On March 13 of this year, 17 year old Yuuko Sato and 13 year old Mina Sato left the only home they'd ever known on an organic farm in Fukushima prefecture. They now live more than two hours by train to the north, in Yamagata. Their mother, Sachiko, explained the move via translator as fulfilling "the minimum duty of a parent" to protect her children. The danger they fled: radiation from the meltdown of three nearby nuclear reactors on March 11.
But not every child escaped. Some 300,000 children remain in radioactive zones in Fukushima, according to Sachiko Sato. She and her children were in New York City to protest a United Nations event on the safety of nuclear power. Some Fukushima children—and their parents—were actually evacuated from towns with relatively low radiation levels to places with higher levels. That error was due to incomplete information on radiation hotspots from all levels of Japanese government in the wake of the meltdowns at Fukushima Daiichi nuclear power plant.
Sachiko Sato says "the scenery in Fukushima is as beautiful as last year but all over us is radiation." She adds, "can you understand the pain of farmers who have to abandon the land they have cared for?"

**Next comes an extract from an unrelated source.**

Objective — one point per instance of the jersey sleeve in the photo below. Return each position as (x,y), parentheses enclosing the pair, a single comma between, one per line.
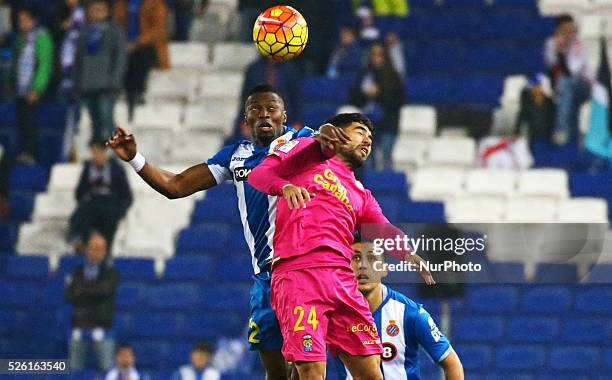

That abandonment is not complete. Mortgages and property taxes still have to be paid on that land, with little help from the government. And so Ms. Sato has stayed behind in Fukushima to meet such financial obligations. Many families have similarly been torn apart in the continuing aftermath of the earthquake, tsunami and meltdowns. The triple disaster has also split apart once closeknit communities—some who stay consider those who leave to be traitors.
Ms. Sato calls the two million residents of the area "guinea pigs.” The government has simply raised what are considered safe radiation levels for contamination in food and water. The new levels are much higher than those in effect in the U.S. or even near Chernobyl. And in April, the government raised the so-called safe level of radiation exposure for children from 1 milliSievert per year to 20 milliSeiverts per year. Ms. Sato asks quote "were they saying that people's ability to withstand radiation exposure had increased miraculously?" She adds "low level radiation exposure will continue--and we will see the results."